引き続き「国際開発」の授業の話題です。
フィリピンをテーマにして豊かさについて考察していきます。
今回のテーマは「アイデンティティ」でした。日本人のアイデンティティとフィリピン人のアイデンティティの比較は大変興味深いものでした。一つだけ特徴を比較すると、日本のアイデンティティは「過去」、フィリピンは「未来」だというのです。
日本には縄文時代からの日本史があり今も日本固有の文化を持っておりそれが日本人のアイデンティティに寄与しています。一方でフィリピンにはそういう長い歴史や過去の偉大な統治者というのは存在しなく、フィリピン固有の文化というのも国民に共通したものは存在しないということです。
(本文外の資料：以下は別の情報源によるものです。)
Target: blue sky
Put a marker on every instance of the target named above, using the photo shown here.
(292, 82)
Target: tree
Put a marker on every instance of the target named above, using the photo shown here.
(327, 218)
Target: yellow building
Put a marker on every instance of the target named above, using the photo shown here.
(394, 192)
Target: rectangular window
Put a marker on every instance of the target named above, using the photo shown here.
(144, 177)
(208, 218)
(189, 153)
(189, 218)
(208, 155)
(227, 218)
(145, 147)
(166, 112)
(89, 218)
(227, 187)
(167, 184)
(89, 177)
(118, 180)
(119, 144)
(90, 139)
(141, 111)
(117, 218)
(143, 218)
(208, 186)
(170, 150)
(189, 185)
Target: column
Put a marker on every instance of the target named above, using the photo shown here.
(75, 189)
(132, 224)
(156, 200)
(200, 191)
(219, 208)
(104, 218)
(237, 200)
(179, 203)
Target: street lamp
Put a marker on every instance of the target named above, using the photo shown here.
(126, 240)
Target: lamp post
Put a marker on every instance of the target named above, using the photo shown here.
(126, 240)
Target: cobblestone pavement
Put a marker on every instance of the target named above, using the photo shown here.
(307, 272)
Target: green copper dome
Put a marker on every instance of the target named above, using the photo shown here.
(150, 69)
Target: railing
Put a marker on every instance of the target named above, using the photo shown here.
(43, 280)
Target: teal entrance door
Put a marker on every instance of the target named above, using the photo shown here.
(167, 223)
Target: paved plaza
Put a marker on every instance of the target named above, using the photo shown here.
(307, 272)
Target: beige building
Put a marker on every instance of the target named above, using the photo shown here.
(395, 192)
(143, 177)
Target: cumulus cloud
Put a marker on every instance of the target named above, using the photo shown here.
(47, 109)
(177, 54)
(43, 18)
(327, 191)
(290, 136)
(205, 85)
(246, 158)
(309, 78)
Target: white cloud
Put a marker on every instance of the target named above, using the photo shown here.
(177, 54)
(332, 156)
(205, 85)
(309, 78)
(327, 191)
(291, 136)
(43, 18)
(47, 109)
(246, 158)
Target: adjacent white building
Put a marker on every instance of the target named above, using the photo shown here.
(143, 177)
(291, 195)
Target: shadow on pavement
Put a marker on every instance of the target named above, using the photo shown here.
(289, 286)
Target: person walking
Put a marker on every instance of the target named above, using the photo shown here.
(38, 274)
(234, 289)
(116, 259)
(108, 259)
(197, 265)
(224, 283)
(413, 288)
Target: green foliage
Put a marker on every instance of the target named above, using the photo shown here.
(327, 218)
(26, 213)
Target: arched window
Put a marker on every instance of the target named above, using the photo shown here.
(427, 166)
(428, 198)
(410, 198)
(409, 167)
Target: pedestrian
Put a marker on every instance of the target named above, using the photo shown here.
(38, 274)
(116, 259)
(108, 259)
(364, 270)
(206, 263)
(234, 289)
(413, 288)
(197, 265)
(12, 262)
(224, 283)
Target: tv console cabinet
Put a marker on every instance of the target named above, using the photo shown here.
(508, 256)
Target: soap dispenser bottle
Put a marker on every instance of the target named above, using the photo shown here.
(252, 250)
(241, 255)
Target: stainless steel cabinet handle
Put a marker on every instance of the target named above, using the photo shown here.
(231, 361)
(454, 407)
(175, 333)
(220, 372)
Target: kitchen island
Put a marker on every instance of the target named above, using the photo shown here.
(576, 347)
フィリピンでは過去に植民地化されては自由民権運動が起こり、と思ったら独裁者が現れたり、と政治的には不安定のなか、これからの未来を作っていこうという共通の認識があるようです。
正直、フィリピンといえば
亜熱帯、ビーチ、リゾート、陽気、優しい、甘い、酸っぱい
くらいの認識しかなかったので、文字通り何も全く知らなかったと痛感しました。
先生がある農家夫婦と雑談していて「フィリピン人のアイデンティティとは?」とたずねたところ「人に優しくすることだ」という返事があったようです。
塾で商売しながら、社会に提供できる価値とは何かばかり考えている自分、つまりアイデンティティを頑張って作り出そうとしている自分にとっては、アイデンティティをすでに内面に持つものという考えには衝撃的でした。